Le ministre des Finances, Louis Paul Motazé, a annoncé cette mesure dans un communiqué signé le 15 septembre. Au lieu de suivre la procédure de paiement habituelle, les salaires seront transférés à la Paierie spécialisée auprès du Trésor de Yaoundé I, le temps que les autorités vérifient la situation des agents concernés.
Selon le ministère des Finances, ces 5 971 agents ont été identifiés après l’examen, par les autorités, de données sur les mouvements transfrontaliers et d’informations fournies par leurs administrations respectives. Sur la base de ces éléments, l’administration considère qu’ils résident toujours hors du Cameroun.
Cette mesure de suspension du versement direct constitue une précaution et ne signifie pas automatiquement que les agents ont perdu leur salaire. Pour percevoir leur rémunération, ils doivent se présenter à la Direction des dépenses de personnel et des pensions du ministère des Finances et fournir des documents justifiant leur situation. Ces documents comprennent une copie de leur passeport, une preuve du motif de leur déplacement à l’étranger ainsi qu’une attestation de présence effective à leur poste de travail, délivrée au cours des trois derniers mois. « Ces documents permettront aux services compétents d’examiner la situation administrative de l’intéressé et, le cas échéant, de délivrer l’autorisation nécessaire pour percevoir la rémunération auprès de la Paierie spécialisée de Yaoundé I », a déclaré M. Motazé.
Suspension des salaires après le 31 octobre
Le ministère des Finances a fixé au 31 octobre 2026 la date limite pour la régularisation de la situation des agents.

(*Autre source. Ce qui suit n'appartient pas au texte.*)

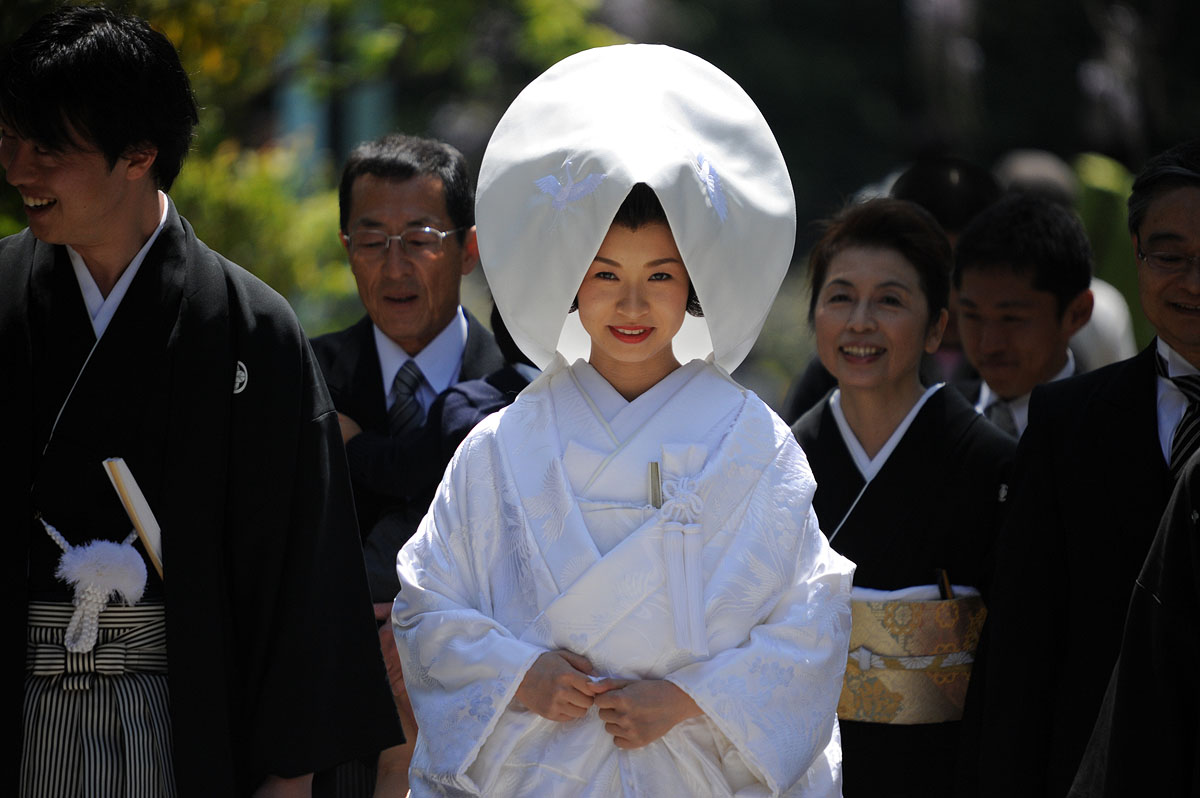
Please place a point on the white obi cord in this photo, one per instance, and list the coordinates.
(683, 543)
(97, 571)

Ceux qui ne justifieront pas de leur situation administrative d’ici cette date seront considérés comme étant en situation d’abandon de poste. « Après le 31 octobre 2026, les agents concernés n’ayant pas justifié de leur situation administrative seront considérés comme étant en situation d’abandon de poste, et leur rémunération sera suspendue du fichier de la solde de l’État, conformément aux mesures d’assainissement en vigueur », a précisé le ministre des Finances.

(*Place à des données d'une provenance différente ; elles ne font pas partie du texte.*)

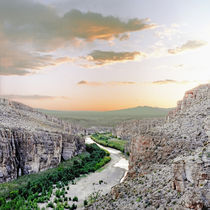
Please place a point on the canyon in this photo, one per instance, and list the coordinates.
(31, 141)
(169, 159)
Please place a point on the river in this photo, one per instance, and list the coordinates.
(111, 174)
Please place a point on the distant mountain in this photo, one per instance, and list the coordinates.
(108, 118)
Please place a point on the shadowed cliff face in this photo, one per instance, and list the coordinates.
(169, 160)
(31, 141)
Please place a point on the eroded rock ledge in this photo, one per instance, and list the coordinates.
(169, 160)
(31, 141)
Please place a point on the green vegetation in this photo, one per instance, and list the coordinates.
(108, 118)
(27, 191)
(108, 140)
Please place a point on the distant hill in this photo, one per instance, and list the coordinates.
(108, 118)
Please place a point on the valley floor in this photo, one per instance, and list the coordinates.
(100, 182)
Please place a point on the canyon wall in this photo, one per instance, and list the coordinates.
(169, 160)
(31, 141)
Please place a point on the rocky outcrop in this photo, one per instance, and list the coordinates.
(169, 161)
(31, 141)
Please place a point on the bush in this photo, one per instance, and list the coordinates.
(85, 202)
(75, 198)
(28, 190)
(50, 204)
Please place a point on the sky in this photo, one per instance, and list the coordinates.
(103, 54)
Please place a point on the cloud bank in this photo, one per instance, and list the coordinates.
(169, 81)
(111, 83)
(29, 30)
(32, 97)
(100, 58)
(189, 45)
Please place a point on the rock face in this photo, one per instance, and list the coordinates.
(169, 161)
(31, 141)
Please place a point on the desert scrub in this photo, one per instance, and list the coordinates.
(108, 140)
(28, 190)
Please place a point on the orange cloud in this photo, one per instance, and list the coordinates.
(169, 81)
(100, 58)
(32, 97)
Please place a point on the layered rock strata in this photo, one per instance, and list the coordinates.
(31, 141)
(169, 162)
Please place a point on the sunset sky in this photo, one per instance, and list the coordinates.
(103, 54)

Le ministère n’a pas divulgué le coût mensuel cumulé des salaires de ces 5 971 employés, ni les économies que l’État pourrait réaliser si certains d’entre eux étaient finalement radiés des effectifs. Il n’a pas non plus fourni de ventilation par ministère ou par profession. Cette nouvelle vérification s’inscrit dans le prolongement des contrôles précédents effectués par le ministère des Finances, fondés sur les registres de passages aux frontières.

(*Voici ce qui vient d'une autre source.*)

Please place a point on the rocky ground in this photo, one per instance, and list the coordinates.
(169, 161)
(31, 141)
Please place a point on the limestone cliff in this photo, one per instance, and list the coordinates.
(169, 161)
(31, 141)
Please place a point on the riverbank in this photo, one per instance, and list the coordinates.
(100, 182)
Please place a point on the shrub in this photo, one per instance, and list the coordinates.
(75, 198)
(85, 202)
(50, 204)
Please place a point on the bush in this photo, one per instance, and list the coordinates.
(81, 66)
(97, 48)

En février 2026, 3 442 employés du ministère des Enseignements secondaires avaient reçu l’ordre de prouver leur présence physique à leur poste de travail, après l’examen par les autorités d’informations relatives à leurs déplacements hors du Cameroun. Près de 6 000 agents déjà radiés dans le cadre du Coppe Ces derniers contrôles font partie d’une initiative plus vaste visant à assainir le fichier solde de l’État camerounais grâce à l’opération de recensement physique du personnel de l’État, connue sous l’acronyme français « Coppe ».
Lancé en 2018, ce programme vise à identifier les employés qui continuent de percevoir un salaire de l’État malgré des absences injustifiées, des démissions ou d’autres situations administratives irrégulières. Selon le ministère des Finances, l’opération a permis d’identifier et de radier environ 10 000 agents fictifs du fichier solde, générant des économies budgétaires estimées à quelque 30 milliards de francs CFA par an. Le 27 novembre 2025, le ministre de la Fonction publique et de la Réforme administrative, Joseph Lé, a déclaré devant l’Assemblée nationale que 5 936 employés avaient déjà été officiellement radiés de la fonction publique à la suite du traitement des dossiers liés au Coppe. Ce chiffre comprenait 2 965 fonctionnaires révoqués de la fonction publique et 2 971 employés régis par le Code du travail dont les contrats avaient été résiliés.
La procédure concernant les 5 971 employés identifiés grâce aux registres de passages aux frontières marque désormais une nouvelle étape de l’assainissement du fichier solde. Le nombre définitif d’agents radiés ne sera connu qu’après l’examen, par les autorités, des documents soumis avant la date butoir du 31 octobre.